The glider here is a Moyes (Australia) Litespeed RX3.
And this is a light-weight single surface (exposed cross-tubes) Freedom made by North Wing of Chelan, Washington State, USA. In the variable conditions at this site on this day, with sink and patchy lift, the highly maneuverable Freedom outperformed even the rigid wings most of the time.
The red streamer on this Aeros (Ukraine) Target indicates that the pilot has fewer than ten hours air time.
Conditions became too strong for paragliding later in the afternoon
Hamish and Tim were among several flying rigid hang gliders. Unlike flex-wings, rigids use conventional control surfaces for turn control, relying on weight-shift only for pitch control.
Tim has the trailing edge flaps lowered. They increase the camber of the wing, which increases both lift and drag. The result is slower airspeed and a steeper approach, which is easier to judge and it reduces the risk of over-shooting the chosen landing spot.
Cameras: GoPro Hero 3 silver edition, Fuji X100F, and Fuji FinePix HS50EXR
Glider: Wills Wing 145 U-2
I took these photos at Bell Hill near Blandford Forum (that’s a town, not a web site) in north Dorset, UK, in July 2020.
See under External link for a short video clip by Roly the sailmaker of my launch, from which the accompanying screenshot is taken. I notice my right wing is slightly low. By the look of it, that was a natural correction, likely from the wind coming from the right, but initially pulled round by the bushes, so it seems to be coming straight in. (That is retrospective speculation because we do these things automatically without recalling the details.)
For the air-to-air photos I used a camera mounted on the control frame.
As well as two camera set-ups on the glider, one of which I had not tried before, my variometer (an aid to staying in rising air) had stopped working and I failed to check it earlier in the year. Fortunately, Gary D lent me his. In addition, this was my first flight since 2017…

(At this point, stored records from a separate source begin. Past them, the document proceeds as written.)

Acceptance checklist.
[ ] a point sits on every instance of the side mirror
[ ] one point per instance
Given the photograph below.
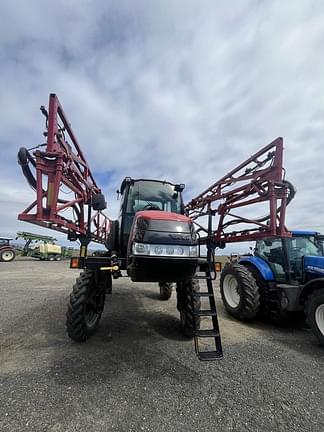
(179, 187)
(98, 202)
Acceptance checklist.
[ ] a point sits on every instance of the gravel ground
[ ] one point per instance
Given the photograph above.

Tony W specked out to near cloudbase in his Avian Rio, but he landed at the bottom just as I was carrying across to the launch slope. In addition, the sole paraglider in the air was sinking back nearer us standing on the hill. However, some minutes later, a flock of birds spiraled up directly in front of the hill. I was somewhat slow in reacting, but when I launched, there was enough rising air in the vicinity to get me above the top.
The 18-inch mechanical cable release to the new camera malfunctioned part way through the flight. Fortunately, it stuck in the on position and the camera just kept firing every couple of seconds or so. I headed out to the landing field after 20 minutes of aerial photography combined with struggling to find and stay in fragmented thermals rising from the two spurs and a prominent tree patch in the middle of the bowl-shaped ridge to the right of launch.

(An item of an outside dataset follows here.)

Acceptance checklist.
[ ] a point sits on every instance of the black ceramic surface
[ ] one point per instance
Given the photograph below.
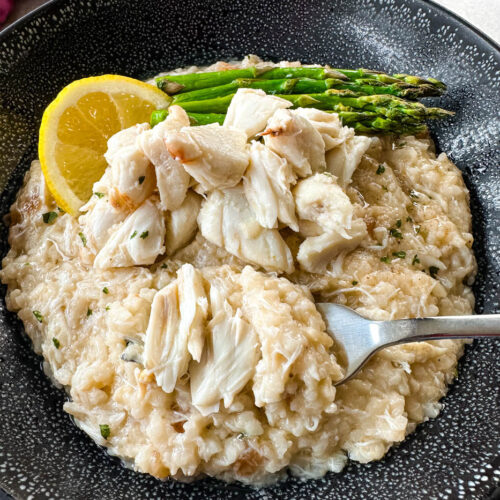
(42, 454)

It ain’t over ’till it’s over. I had applied some ‘VB’ — that is, I had pulled a chord that flattens the sail a bit in flight — which improves performance at the cost of stiffening roll control. For landing, I want no VB applied, but I had attached Gary’s variometer in such a way that it prevented me from releasing the chord from its cleat. (Luckily, I had not applied much VB.) The air at ground level was moderately turbulent and I had to use strong pitch and roll corrections to keep the glider into wind and level. I landed at a swift jog after 25 minutes in the air.

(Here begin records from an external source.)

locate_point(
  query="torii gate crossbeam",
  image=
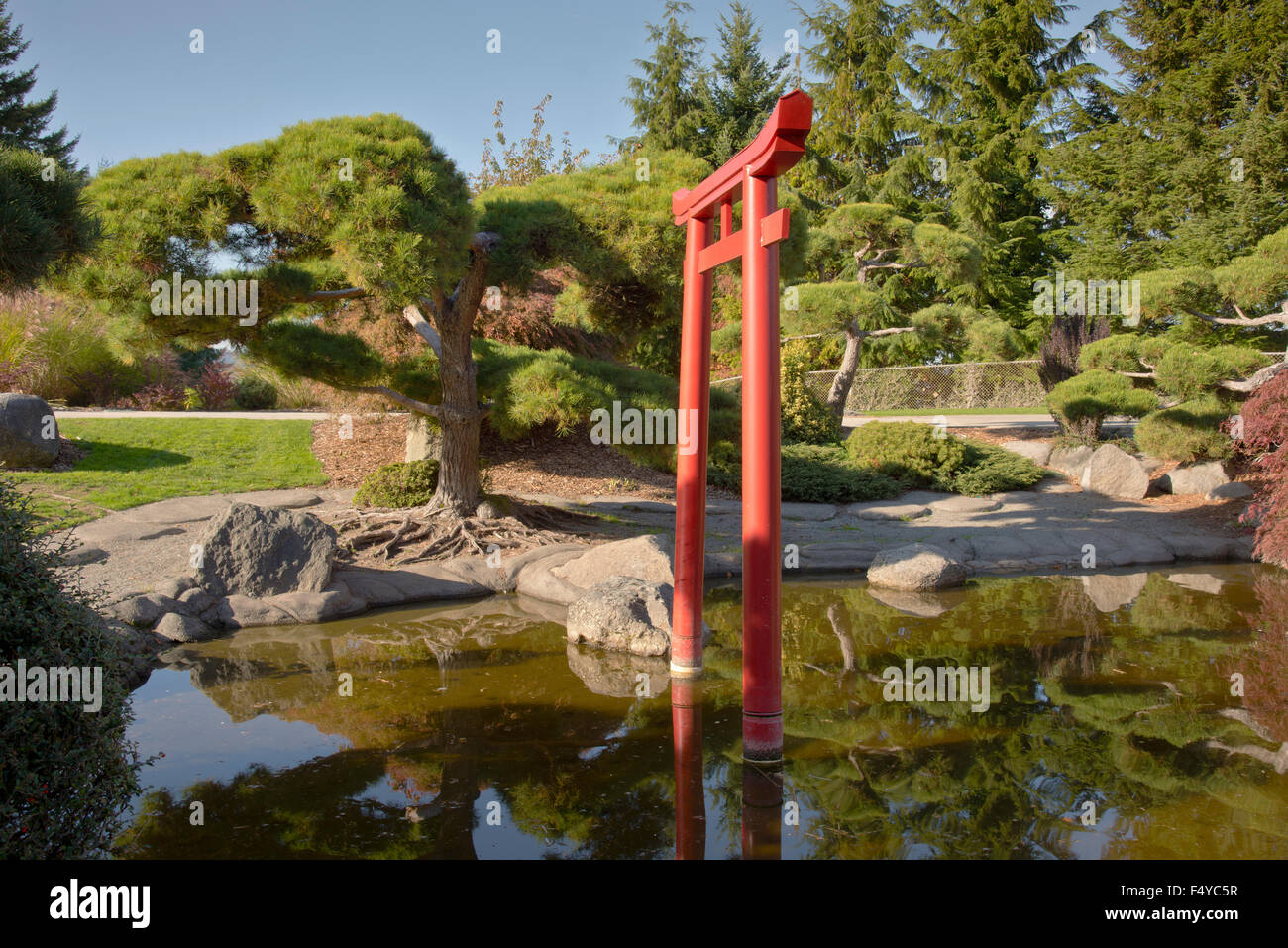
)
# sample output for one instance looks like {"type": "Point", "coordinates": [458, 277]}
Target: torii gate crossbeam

I took these photos at Bell Hill in September 2020.
Rotational inertia is proportional to the square of the distance from the center, so I have changed to this simpler and lighter bracket for my GoPro. Furthermore, here I mounted it on an inboard strut. The view is not as good, but the glider’s handling should be better. (Whether it makes a significant difference, I do not know.)